Nerds & Beyond: Coming back to the fact that you knew Oscar beforehand coming into this, what was your working relationship like with him in developing the looks for the multiple facets of his character?
Mowat: Pretty straightforward. We had a good working relationship. I think he’s such a strong actor. He’s very committed. He makes it look so easy. I have to really say that to people over and over. He really does, and I know it’s not. It’s really impressive, what he does.
Nerds & Beyond: As you had discussed, there are certain things that may look simple, but there’s a lot of work put into them. Can you highlight some of your favorite achievements contributed by your department for the show that we haven’t already discussed?
Mowat: Love Larson, we’ve worked together for a long time, he had to kind of redraw the whole tattoo concept for the scales. Marvel presented me this idea for a tattoo, and I thought, “But that won’t work. It just won’t work as a tattoo.” But that’s very Marvel, and I really love that about them, because they don’t take offense when you say that. That happens always in films. People come up with tattoos from the art department that you have to say, “Yeah, but we have to redo it.”
We had to do the father, a little prosthetic transfer work, because you see the kids younger. Mom and dad go through two periods, so you have to do that. There are little things. There’s a flashback, you see the mom. The Heka Priests, I don’t think you saw enough of them. We had some supporting players that work in the museum, I thought they were great characters. We didn’t see quite a lot of them. The man, Crawley. I think those guys are great, those supporting players.
Nerds & Beyond: What was it like for you to change speeds a bit and work on a six-episode Marvel series versus doing a feature film?
Mowat: I think you still do what you do. There’s not quite the detail or the setup that you have on a feature film, but at the same time, I think you still have to give it the same respect in treatment and prep.
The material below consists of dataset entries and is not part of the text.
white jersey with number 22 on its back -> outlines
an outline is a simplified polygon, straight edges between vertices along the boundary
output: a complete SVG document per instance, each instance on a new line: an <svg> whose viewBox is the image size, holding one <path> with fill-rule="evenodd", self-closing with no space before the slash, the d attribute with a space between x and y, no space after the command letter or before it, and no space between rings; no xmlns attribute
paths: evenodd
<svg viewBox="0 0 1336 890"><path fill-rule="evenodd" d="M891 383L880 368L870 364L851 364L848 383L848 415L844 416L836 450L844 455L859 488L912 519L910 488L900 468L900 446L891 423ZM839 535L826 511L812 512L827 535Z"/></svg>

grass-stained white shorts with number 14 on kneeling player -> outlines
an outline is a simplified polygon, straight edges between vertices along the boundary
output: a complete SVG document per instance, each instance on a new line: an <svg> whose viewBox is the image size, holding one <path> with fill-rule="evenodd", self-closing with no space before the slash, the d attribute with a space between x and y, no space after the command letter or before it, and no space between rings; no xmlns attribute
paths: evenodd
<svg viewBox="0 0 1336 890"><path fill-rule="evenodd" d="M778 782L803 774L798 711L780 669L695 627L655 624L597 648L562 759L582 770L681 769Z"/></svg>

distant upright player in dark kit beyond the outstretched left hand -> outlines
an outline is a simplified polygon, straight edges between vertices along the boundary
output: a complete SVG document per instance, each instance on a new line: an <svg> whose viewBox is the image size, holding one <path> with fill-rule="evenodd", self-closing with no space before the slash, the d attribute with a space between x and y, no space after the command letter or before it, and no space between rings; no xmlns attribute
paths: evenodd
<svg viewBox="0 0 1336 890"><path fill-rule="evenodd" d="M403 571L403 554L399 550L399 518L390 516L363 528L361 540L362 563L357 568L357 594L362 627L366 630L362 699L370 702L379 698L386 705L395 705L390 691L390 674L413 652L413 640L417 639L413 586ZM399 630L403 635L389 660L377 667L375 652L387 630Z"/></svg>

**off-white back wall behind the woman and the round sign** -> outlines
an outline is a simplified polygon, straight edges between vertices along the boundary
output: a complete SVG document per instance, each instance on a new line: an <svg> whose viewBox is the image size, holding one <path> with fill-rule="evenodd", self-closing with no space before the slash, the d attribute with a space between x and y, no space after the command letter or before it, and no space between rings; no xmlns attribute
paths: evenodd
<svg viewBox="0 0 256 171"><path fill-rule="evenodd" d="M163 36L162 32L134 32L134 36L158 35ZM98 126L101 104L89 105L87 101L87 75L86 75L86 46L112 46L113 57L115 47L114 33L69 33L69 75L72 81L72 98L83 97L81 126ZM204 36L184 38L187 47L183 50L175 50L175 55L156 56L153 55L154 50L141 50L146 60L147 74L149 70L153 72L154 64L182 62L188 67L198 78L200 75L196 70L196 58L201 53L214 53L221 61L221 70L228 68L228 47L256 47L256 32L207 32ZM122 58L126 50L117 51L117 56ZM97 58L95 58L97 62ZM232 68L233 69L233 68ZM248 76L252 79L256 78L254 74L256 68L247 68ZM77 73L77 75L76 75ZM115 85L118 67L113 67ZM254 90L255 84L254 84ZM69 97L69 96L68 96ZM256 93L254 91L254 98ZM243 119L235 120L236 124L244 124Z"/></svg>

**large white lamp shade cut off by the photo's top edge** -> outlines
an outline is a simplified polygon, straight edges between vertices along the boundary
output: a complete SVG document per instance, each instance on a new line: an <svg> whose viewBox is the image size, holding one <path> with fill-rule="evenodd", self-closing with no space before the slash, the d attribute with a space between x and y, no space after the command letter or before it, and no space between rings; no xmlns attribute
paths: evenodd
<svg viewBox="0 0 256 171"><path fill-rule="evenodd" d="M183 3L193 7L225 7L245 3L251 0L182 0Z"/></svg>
You have to treat it as though you’re going to shoot it this way. And the detail of it, you don’t have the detail you have in the background or the extras or crowd, etc. But you still have to treat it the same way. There’s no difference in that. I think you have to work a little bit faster, well, a lot faster. But that’s just the reality of shooting [for] streaming.
The business has changed fundamentally. There’s so much more streaming. It’s new for me, but it’s something I’m not afraid of anymore. But a lot of people come onto films now who are frightened of it, because it’s the big screen. I think they should be afraid. It is different. Makeup on television has been too heavy, too makeup-y. I’m from a world of … it’s based in reality, I don’t like to see or notice the hair and makeup.
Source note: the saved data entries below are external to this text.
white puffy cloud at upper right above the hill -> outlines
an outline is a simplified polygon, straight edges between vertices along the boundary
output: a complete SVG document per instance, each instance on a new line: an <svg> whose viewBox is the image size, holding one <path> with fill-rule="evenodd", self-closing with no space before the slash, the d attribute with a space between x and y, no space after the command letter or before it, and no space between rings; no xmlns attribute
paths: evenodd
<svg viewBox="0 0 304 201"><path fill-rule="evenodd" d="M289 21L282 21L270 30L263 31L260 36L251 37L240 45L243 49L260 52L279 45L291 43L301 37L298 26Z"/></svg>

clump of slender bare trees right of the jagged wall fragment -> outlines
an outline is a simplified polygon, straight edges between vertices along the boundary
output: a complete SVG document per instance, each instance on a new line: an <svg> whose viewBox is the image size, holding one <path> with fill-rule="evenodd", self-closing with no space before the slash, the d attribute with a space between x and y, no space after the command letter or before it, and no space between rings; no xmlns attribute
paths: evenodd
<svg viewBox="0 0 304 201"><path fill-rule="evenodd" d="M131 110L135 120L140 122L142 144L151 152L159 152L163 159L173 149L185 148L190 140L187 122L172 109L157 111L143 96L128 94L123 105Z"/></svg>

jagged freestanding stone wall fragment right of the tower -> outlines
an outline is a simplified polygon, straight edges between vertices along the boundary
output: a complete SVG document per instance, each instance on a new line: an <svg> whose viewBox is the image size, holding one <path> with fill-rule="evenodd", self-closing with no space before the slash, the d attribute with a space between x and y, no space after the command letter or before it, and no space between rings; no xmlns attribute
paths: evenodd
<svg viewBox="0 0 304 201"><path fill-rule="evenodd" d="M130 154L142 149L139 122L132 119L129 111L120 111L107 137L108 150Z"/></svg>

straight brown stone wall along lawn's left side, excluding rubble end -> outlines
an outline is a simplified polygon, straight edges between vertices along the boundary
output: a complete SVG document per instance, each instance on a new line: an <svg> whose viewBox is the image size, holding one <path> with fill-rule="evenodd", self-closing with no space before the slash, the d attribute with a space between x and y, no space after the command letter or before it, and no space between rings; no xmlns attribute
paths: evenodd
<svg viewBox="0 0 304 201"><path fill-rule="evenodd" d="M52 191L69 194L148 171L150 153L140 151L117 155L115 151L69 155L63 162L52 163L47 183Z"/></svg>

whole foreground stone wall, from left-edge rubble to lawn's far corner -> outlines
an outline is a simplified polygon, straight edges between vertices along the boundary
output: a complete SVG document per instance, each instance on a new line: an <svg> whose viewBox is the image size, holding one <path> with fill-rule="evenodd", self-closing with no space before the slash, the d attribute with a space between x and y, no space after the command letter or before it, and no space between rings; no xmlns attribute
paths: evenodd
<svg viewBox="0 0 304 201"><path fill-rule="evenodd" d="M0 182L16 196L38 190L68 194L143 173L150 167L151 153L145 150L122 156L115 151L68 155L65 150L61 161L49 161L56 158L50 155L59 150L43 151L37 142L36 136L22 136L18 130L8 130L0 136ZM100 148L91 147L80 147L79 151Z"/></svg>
Nerds & Beyond: With all of your years of experience in the film industry, what’s an important sentiment or piece of advice that you like to carry with you?
Mowat: I think you want to make your job look easy. Because there’s something where everybody makes it all so fraught and difficult, and that kind of bothers me a little bit now that I’m older and wiser. Once upon a time, you know. I think less is more, it’s just the way I’ve always been in terms of the work. Maybe I’m afraid of things, but it’s okay to be anxious. It’s okay to worry. It’s okay. I think people worry about being worried. The anxiety should be so you’re not worried, that you don’t think twice. There are times you should just let it go. It doesn’t matter. You shouldn’t worry over, “Is the hair this way, or is it here?” It’s overkill. It’s a very difficult business because it gets so myopic. That’s what it is. You have to know what to let go: little things you let go.